About Us
Forever Lab is an art–science lab based at Stanford Medicine focused on expanding models of emotional and existential care.
By bringing artists and scientists into sustained collaboration, we design new approaches to moments of rupture —like illness, caregiving, grief, and transition– that demand both rigor and imagination.
How Forever Lab Began
Janani is an engineer-turned-artist who has spent over 15 years of practice exploring the interface of art and science through deep collaboration. Karleen, meanwhile, is a health scientist who has worked on large-scale team and systems problems within healthcare for decades. She also happens to have spent 12 years as a professional dancer and choreographer. When we first started working together, we kept searching for spaces to convene around this way of working, where artists are elevated as equal partners in health innovation. We soon found that if we wanted such a space for practice, we would have to create it ourselves. We spent a day among the redwoods thinking about what we would want from such a space, and what it should be called. We knew we wanted to work on problems that have endured across the entire history of humanity, and to signal both timelessness and spaciousness. Thus, Forever Lab was born.
Mission
Forever Lab is built on a simple premise: art and culture are powerful yet underleveraged drivers of care innovation.
We unite artists and health scientists as equal collaborators to investigate moments of rupture — including illness, loss, caregiving, and profound transition — through rigorous research and creative inquiry.

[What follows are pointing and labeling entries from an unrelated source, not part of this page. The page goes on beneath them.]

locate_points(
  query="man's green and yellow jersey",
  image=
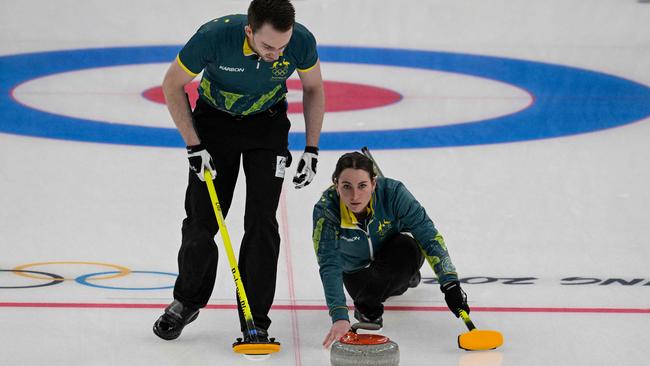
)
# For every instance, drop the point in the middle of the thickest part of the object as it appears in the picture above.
(234, 79)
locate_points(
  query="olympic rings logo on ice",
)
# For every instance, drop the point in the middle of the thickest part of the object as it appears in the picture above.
(88, 279)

Together, we design and translate new models of care, integrating artistic insight with scientific methodology to expand how care is understood, built, and delivered.
Vision
We envision a future in which art and culture are foundational to how health systems evolve. In this future, artists and scientists work as co-equals in shaping knowledge, designing interventions, and building systems that can meet people at moments of vulnerability and profound change.

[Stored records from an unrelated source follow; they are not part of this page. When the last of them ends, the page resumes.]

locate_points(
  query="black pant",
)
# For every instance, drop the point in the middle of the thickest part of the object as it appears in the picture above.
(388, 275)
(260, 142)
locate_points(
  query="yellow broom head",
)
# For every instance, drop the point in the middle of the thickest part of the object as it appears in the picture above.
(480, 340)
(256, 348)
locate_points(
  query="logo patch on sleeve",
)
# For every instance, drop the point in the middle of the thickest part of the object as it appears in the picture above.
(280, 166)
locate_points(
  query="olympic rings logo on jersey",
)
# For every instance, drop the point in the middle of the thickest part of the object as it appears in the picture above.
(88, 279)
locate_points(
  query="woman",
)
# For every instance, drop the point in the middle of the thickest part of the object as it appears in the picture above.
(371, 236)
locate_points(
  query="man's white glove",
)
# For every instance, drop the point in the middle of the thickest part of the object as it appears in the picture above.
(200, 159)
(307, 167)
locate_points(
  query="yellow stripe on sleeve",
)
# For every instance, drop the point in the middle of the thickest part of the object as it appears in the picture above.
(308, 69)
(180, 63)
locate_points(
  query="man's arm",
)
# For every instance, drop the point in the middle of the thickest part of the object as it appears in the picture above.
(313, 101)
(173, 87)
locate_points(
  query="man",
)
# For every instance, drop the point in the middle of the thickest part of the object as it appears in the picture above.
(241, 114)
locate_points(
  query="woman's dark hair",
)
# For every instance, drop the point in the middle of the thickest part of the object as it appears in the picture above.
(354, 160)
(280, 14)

Care is understood not only as a technical enterprise, but as a cultural and relational one. Beauty, creativity, and disciplined inquiry inform how communities and institutions respond to rupture across the human lifespan — strengthening how we live, accompany one another, and endure.
Values
These principles articulate the intellectual and ethical commitments that guide how the lab operates. They shape how questions are framed, how collaborations are structured, and how knowledge moves from investigation to real-world integration. Each principle functions as a methodological anchor within a larger, integrated system.
Care as Infrastructure
Care is treated as a structural design principle rather than a peripheral concern. The lab centers emotional, relational, and existential dimensions of human life within research and systems development, ensuring that interventions are built with dignity, complexity, and long-term responsibility in mind.
Interdisciplinary Parity
Artists, scientists, designers, clinicians, and communities collaborate as co-equal contributors to knowledge production. The lab structures its work so that artistic and scientific intelligence operate in sustained dialogue, shaping inquiry from the outset rather than entering sequentially.
Rigor and Creative Inquiry
Evidence and imagination are held in productive tension. The lab advances methodologically sound research while embracing artistic experimentation and speculative thinking as legitimate and necessary forms of investigation within health innovation.
Threshold-Centered Design
Moments of rupture — grief, serious illness, caregiving, aging, and profound transition — are approached as critical sites of inquiry and intervention. The lab directs investigation and creation toward these thresholds, asking how systems can respond with greater depth, coherence, and humanity.
Translational Field-Building
The lab develops work with institutional and cultural integration in mind. Investigation and creation are pursued with an eye toward durability and systemic impact, ensuring that artistic–scientific collaboration contributes meaningfully to how health systems evolve over time.